My oldest son has shown this to be true. He became violent when they cut me out of his life and then has become progressively worse. The family who has them knows that the root cause is that he wants me. He has stated that after one of his melt downs. But did they even attempt to contact me? No. And now they are not even aiding in communication between his sister and both of them. And this is suppose to be a family that cares about him?

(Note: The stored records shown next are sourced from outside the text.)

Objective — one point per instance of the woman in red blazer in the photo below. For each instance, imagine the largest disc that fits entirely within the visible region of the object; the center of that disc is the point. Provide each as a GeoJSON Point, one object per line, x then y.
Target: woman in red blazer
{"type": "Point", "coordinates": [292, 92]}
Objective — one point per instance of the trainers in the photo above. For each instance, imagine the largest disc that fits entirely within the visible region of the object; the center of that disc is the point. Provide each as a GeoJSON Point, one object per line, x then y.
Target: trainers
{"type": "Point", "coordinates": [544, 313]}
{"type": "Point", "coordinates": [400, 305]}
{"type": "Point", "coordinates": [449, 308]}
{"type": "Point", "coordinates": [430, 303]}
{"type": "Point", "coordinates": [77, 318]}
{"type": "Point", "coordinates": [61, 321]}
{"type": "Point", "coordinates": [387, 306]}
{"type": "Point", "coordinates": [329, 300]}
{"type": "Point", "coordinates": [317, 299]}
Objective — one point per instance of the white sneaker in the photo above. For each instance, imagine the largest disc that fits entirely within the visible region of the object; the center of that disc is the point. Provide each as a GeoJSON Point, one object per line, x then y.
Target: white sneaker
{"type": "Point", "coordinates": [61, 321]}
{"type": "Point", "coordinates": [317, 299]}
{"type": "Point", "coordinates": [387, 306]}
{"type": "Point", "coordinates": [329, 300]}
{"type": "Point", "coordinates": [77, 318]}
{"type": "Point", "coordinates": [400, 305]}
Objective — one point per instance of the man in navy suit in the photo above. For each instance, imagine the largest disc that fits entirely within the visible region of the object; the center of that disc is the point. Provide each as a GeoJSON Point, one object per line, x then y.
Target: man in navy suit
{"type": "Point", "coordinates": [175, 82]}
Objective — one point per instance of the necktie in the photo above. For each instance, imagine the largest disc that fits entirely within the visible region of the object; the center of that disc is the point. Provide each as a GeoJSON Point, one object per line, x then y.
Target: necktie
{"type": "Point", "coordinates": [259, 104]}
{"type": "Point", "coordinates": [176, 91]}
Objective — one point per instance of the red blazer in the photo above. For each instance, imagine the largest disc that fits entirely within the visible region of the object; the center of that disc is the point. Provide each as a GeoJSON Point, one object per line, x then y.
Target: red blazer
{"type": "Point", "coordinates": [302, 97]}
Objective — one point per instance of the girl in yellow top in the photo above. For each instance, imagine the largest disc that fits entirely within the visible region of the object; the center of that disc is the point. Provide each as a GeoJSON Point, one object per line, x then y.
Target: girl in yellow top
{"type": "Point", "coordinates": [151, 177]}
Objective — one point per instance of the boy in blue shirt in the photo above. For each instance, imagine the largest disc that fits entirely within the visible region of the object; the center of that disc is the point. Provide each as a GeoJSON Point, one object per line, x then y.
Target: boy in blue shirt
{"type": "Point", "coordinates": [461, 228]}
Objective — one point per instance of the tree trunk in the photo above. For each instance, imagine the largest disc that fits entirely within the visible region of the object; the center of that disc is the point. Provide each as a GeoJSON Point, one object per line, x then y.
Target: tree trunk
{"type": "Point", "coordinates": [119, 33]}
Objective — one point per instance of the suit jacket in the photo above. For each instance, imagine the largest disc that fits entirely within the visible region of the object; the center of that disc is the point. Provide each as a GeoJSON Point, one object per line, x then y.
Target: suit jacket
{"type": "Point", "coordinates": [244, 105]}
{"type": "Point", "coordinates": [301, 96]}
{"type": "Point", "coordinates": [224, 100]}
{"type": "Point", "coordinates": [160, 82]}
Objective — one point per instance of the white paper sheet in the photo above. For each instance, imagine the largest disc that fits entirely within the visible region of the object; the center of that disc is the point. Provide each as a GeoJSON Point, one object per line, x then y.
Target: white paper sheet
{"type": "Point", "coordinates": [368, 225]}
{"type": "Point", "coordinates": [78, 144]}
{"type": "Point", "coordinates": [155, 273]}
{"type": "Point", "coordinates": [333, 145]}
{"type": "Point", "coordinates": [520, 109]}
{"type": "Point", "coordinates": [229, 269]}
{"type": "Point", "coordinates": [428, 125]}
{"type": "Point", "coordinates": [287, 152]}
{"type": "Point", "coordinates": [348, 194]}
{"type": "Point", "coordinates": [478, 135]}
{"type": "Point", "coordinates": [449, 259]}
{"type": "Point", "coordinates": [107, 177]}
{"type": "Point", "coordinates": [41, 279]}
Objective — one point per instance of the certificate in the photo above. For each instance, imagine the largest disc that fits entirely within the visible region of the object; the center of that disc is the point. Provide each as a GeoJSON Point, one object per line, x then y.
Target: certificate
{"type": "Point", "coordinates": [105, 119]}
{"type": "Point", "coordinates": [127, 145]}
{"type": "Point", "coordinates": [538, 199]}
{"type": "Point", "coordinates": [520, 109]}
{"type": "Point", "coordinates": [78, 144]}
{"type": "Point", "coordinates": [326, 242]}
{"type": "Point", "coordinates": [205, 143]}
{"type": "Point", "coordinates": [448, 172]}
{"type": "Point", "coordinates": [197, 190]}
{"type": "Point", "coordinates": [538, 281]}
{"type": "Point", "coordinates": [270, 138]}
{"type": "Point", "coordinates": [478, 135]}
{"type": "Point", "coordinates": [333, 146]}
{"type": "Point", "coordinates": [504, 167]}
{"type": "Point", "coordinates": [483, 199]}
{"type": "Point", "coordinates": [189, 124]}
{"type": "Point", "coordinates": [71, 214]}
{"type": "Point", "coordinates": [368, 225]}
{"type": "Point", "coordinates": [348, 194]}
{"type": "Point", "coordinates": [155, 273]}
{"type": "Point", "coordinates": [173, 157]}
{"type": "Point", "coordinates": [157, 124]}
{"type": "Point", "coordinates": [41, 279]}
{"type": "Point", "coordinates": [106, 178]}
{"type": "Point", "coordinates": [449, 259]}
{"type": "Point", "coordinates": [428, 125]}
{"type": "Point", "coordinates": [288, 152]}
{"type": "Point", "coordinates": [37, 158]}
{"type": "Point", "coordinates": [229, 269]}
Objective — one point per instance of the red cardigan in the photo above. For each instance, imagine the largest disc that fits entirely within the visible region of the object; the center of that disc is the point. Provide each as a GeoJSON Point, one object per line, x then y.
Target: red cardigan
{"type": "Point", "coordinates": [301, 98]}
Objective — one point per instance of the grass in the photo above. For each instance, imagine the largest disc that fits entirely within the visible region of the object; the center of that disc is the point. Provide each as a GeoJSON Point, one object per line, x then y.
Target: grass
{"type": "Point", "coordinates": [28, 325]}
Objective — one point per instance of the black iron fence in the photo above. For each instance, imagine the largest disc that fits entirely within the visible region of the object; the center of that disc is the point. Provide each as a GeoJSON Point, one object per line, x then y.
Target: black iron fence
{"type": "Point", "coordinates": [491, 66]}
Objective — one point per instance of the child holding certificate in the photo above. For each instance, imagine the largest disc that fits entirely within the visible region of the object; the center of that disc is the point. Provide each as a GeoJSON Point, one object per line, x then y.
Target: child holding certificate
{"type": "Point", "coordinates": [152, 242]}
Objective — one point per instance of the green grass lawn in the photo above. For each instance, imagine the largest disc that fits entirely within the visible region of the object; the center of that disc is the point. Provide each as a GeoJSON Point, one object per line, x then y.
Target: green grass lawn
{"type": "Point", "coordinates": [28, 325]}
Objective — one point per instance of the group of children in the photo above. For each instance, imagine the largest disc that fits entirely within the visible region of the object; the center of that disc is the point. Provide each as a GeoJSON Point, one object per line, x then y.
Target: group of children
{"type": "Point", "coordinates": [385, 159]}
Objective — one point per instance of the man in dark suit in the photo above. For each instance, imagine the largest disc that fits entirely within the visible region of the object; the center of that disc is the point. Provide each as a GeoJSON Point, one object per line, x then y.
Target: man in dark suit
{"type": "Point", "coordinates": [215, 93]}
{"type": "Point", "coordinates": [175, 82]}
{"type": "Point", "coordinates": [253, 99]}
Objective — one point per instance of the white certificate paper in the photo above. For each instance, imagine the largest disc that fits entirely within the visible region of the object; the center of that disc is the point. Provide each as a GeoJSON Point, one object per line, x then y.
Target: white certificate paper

Come on. These are not puppies. You can't take them from all they know and love, give them a new family and tell them to forget everything and just love the new family. Even if they are nice people. Children don't work that way. Just because the people who has them want to pretend that they are their sons and that they have no other siblings; does not mean that is what my sons will do, feel or think. You can't just erase their memories, their hopes, their dreams. If they truly care for my sons they would contact at the very least their sister to keep that communication open. But they are not.

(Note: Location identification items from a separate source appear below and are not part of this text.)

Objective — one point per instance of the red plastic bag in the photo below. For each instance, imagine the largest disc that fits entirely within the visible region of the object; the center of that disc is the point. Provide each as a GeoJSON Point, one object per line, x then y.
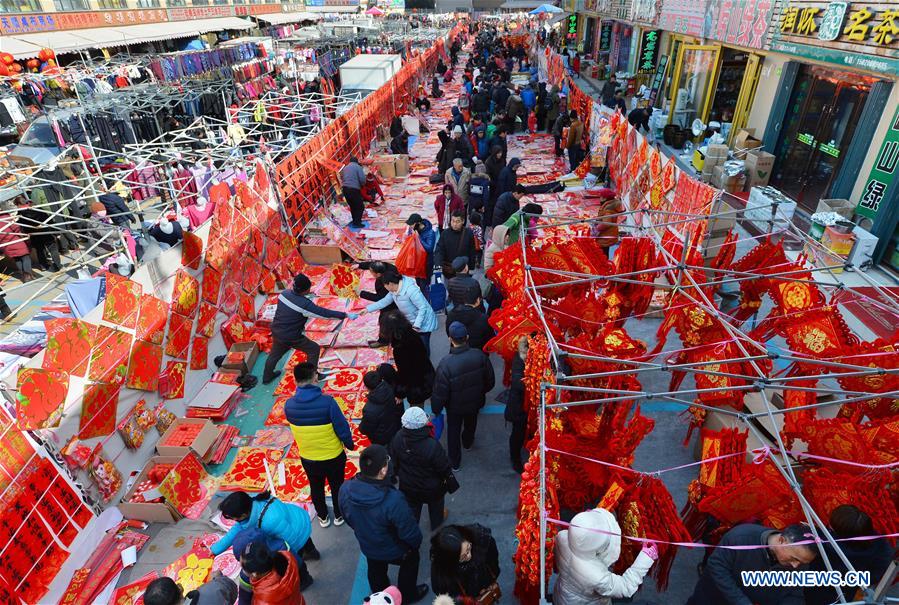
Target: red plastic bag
{"type": "Point", "coordinates": [412, 259]}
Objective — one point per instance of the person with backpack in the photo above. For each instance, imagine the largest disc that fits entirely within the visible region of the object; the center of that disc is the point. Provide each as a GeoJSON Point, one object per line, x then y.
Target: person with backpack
{"type": "Point", "coordinates": [422, 467]}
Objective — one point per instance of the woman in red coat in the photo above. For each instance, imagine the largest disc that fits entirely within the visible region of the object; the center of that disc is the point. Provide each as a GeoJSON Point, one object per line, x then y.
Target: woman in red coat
{"type": "Point", "coordinates": [275, 576]}
{"type": "Point", "coordinates": [14, 244]}
{"type": "Point", "coordinates": [447, 203]}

Back in the spring my daughters foster caregiver asked me if she could give the blog address and the facebook page with the pictures and videos to the family who has my sons. I said yes. She let me know she did. She even let me know that they did not like the fact that the pictures of my middle son when my mother had him in a starved condition(2 1/2 yrs old and 25lbs when he should have been at least 35lbs based on his height and age). So if what the foster caregiver has said to me is true then they know what is going on. And they are choosing to ignore the very important emotional needs of my two sons whom they claim they care about. Between the workers refusal to communicate and the people who have my sons refusal to consider the long term impact of cutting my childrens ties not just with me but with my daughter, even with my daughters new worker admitting in writing that this case was mishandled. It leaves me with the only conclusion being is that they really don't care about my sons. Only about having a family and not the individual needs of the children. That is truly very sad. Then add to that when my sons grow up and learn the truth of everything. How do they think my sons will look at them? Do they think that they won't be angry, resentful and many other things for having the truth kept from them and being kept away from the family they love? And they will learn the truth. Truth has a way of always coming to light.